Whatever confidence Moses had in his brethren, and their readiness to believe the promises of God and to accept deliverance from Egypt, he seems to have lost. Even while God was telling him of the success of the mission upon which he was being sent, Moses' mind was reverting to the attempt he had made forty years before, and so he objects: "Lord, when I come unto the children of Israel and shall say unto them, The God of your fathers sent me unto you; and they shall say unto me, What is his name? what shall I say unto them?" The people of Israel, long in association with the Egyptians, had doubtless lost much of their faith in the one God of their fathers. Their heathen neighbors and masters of the Egyptian nation recognized various gods, and seemed to be greatly prospered, and it is altogether probable that the Israelites had by this time come to wonder which god they should count as theirs and what his name might be. Moses' question seems to imply that his thoughts ran in this channel. God's reply was the giving of his name, Jehovah, for the words, "I am that I am," signify the same as the name Jehovah—the self-existent one, the one who always exists.
Perceiving that the question only covered a part of [R3991 : page 143] Moses' meaning, the Lord proceeded to prove to his servant that this name would not be an empty sound in his mouth, but that he would be with him and exercise powers which would exemplify his greatness, his dignity, his ability to deliver the people. Taking advantage of the common things, the Lord referred to the shepherd's staff which Moses carried and bade him throw it to the ground; it at once became a serpent. Moses' faith was again tested, and the Lord bade him take it up again, and it became a staff in his hand as at first.
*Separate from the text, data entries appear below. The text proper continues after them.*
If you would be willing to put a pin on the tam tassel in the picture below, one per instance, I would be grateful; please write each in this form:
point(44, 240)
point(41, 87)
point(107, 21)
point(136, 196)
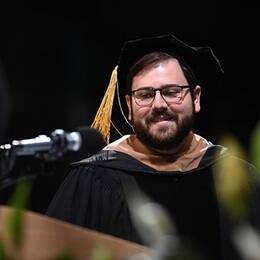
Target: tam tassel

The assurance that he would be able to give the people this demonstration and other demonstrations that God had sent him to them strengthened Moses' confidence in God and made up for his lack of confidence in himself. And this should be the case with all of us; we are not to have confidence in ourselves, but if we go forth strong in the Lord and in the power of his might, confident and rejoicing because he is with us, we are not only safe as respects ourselves but in the proper condition for the Lord to more and more use us in his service—"He that humbleth himself shall be exalted; he that exalteth himself shall be abased," is the divine method of procedure.
Moses urged further that he could find some one much more capable of telling the good tidings than himself. He said, "I am slow of speech," I never was an orator that could answer, reason out, this matter with Pharaoh. I should feel so abashed upon coming into his presence, and so feel my insignificance, that even though I were your representative I fear that I would not be able to present your message in a proper manner. Meeting this objection, the Lord told Moses that he would give him his brother Aaron as a mouthpiece. Thus strengthened and encouraged, the meekest man in all the earth set out upon his mission to meet the greatest king of earth at that time, Pharaoh Menephtah.
Let each of us then, dear readers, impress upon our hearts the essence of this lesson, that if God be with us and for us, however humble and weak of ourselves, we may be mighty through him to the pulling down of the strongholds of error and for the building up of his people in the most holy faith, and for their deliverance from the bondage of error. Let us in the name of the Lord do with our might what our hands find to do, but always with the thought that we serve the Lord. Let his words, "Certainly I will be with thee," be the strength in our every endeavor in his name and cause.